Prevalence and Costs

While there are  limitations attached to arriving at dementia prevalence estimates, estimates of the current and future prevalence of dementia provide useful information for planning effective health and social care services and for raising awareness about dementia at a national level. Similarly, limitations arise with regard to estimating costs of dementia, but estimating such costs are equally important to inform national level decision-making around the (re)allocation of resources for dementia care.

It is notable that all published articles on prevalence and costs of dementia on the island of Ireland relate to ROI. 

Estimating the economic and social costs of dementia in Ireland

CONNOLLY, S., GILLESPIE, P., O'SHEA, E., CAHILL, S., PIERCE, M.
England)
2014

Connolly et al. (2014) using a cost of illness studies approach provide an estimate of the social and economic costs of dementia in ROI.

The total cost of dementia is estimated to be €1.69bn per annum, 48% of which can be attributed to costs of informal care provided by family and friends to people with dementia living in the community. Another 43% is attributed to long-stay residential care with only 9% of the total costs attributed to formal health and social care costs. The results are broadly in line with international studies. The study highlights the significant costs associated with dementia in ROI and the very heavy burden that falls on the family caregivers. 

The effects of dependence and function on costs of care for Alzheimer's disease and mild cognitive impairment in Ireland

GILLESPIE, P., O'SHEA, E., CULLINAN, J., LACEY, L., GALLAGHER, D., NI MHAOLAIN, A.
International journal of geriatric psychiatry
2012

Gillespie et al.

(2012) using data from the Enhancing Care in Alzheimer’s Disease (ECAD) study estimate the costs of formal and informal care for a sample of people with Alzheimer’s disease and amnestic and mild cognitive impairment (MCI) living in the community in ROI over a six month period. They then undertook a multivariate statistical analysis to explore the effects of dependence and function on costs of care.  They found that dependence and function of a person with dementia were both independently associated with the total cost of formal and informal care. As dependence on others increased, total costs increased. Conversely, an improvement in patient function led to a decline in the total cost of care. 

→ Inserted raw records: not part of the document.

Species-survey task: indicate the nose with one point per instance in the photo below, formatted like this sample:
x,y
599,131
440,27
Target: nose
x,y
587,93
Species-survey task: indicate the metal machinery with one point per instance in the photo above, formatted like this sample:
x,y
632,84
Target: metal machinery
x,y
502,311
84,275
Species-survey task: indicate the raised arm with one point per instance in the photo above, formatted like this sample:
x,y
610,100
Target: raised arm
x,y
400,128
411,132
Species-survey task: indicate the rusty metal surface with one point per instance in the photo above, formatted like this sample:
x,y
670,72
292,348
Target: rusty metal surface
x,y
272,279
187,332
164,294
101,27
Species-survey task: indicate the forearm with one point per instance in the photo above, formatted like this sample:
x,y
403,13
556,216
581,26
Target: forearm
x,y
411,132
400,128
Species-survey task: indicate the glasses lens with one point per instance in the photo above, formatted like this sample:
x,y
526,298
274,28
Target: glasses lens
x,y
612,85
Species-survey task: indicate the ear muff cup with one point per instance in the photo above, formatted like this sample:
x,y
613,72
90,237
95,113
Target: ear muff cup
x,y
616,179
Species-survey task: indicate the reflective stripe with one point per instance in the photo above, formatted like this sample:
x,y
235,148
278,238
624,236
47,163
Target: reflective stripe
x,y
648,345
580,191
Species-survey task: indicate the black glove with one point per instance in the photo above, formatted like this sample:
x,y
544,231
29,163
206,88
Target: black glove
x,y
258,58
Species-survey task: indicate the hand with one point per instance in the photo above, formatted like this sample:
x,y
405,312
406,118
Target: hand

Informal cost of dementia care - a proxy-good valuation in Ireland

TRÉPEL, D.
Economic and Social Review
2011

Trepel (2011) focuses on the informal costs of dementia care and uses a proxy-good valuation method. Survey data gathered by the Alzheimer Society of Ireland to assess the dynamics of informal dementia care is used.

Data on minimum and maximum hours provided in informal care in early, mid and late stages of dementia are presented, to which a general replacement value is applied. The results show that dementia care places a substantial demand on informal carers, with costs increasing with dementia progression. The study highlights the high costs of replacing an informal carer full-time, and the importance of targeting interventions for carers to minimise carer burnout.    

Planning dementia services: new estimates of current and future prevalence rates of dementia for Ireland

PIERCE, M., CAHILL, S., O'SHEA, E
Irish Journal of Psychological Medicine
2013

Pierce et al. (2013) present estimates on the prevalence of dementia at a national and local level for ROI based on the application of European prevalence rates to Census of Population data for 2006.

Future projections of dementia were also calculated using population projections available from the Central Statistics Office. The estimates are that there were 41,740 people with dementia in ROI in 2006 and that the prevalence of dementia is expected to double over the next twenty years. Although there are limitations to such estimates, the data are useful for planning purposes and for awareness about dementia.